All-day Italian Breakfast Recipe

Eggs aren’t just for Easter. With this all-day Italian breakfast recipe you can enjoy the humble uovo all day – and all year – long…

All day italian breakfast stuffed potato recipe

Recipe, words and photo by Mario Matassa

This Italian breakfast recipe hails back to Mario Matassa’s childhood in Ireland, inspired by a humble but filling plate of bacon, egg, and chips.

Pancetta, parmesan, and creamy mozzarella add an Italian twist to this dish, which is easily enjoyed at any time of day. 

Served as stuffed potato skins, they are a tasty snack or light meal on their own, or make a lovely side dish for a slap-up brunch.

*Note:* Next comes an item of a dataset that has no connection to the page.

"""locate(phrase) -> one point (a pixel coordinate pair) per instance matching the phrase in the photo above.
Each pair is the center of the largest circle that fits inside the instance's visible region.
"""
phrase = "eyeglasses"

All-day Italian breakfast | Tutto il giorno colazione

➤ SERVES: 4
➤ PREPARATION: 15 minutes
➤ COOKING: 1 hour

Ingredients:

  • 4 large baking potatoes
  • 100g chopped pancetta
  • 3 large free-range eggs
  • 100g grated parmesan
  • handful of chopped parsley
  • 2 mozzarella balls, chopped
  • extra-virgin olive oil
  • salt and pepper

Method:

  1. Wash the potatoes, prick each with a fork and boil in salted water for about 25-30 minutes, until they start to soften but are not quite cooked through.
  2. In the meantime, fry off the pancetta in a pan until crispy. In a bowl, beat the eggs along with the parmesan cheese. Once it has cooled, add the pancetta and the parsley.
  3. Drain the potatoes, cut them in half, and carefully scoop out the flesh, making a pocket. Allow the potato to cool for about five minutes while you heat the oven to 180ºC/Gas Mark 4.
  4. Roughly chop the potato flesh and mix into the eggs along with most of the mozzarella, leaving a little aside for topping.
  5. Place the potato skins onto a baking tray and sprinkle over a little salt. Spoon the mixture evenly into each potato. Finish topping with the remaining mozzarella, a little more salt and freshly ground black pepper and a drizzle of olive oil.
  6. Bake in the oven for about 15 minutes until cooked and golden. Serve with a final sprinkling of chopped parsley.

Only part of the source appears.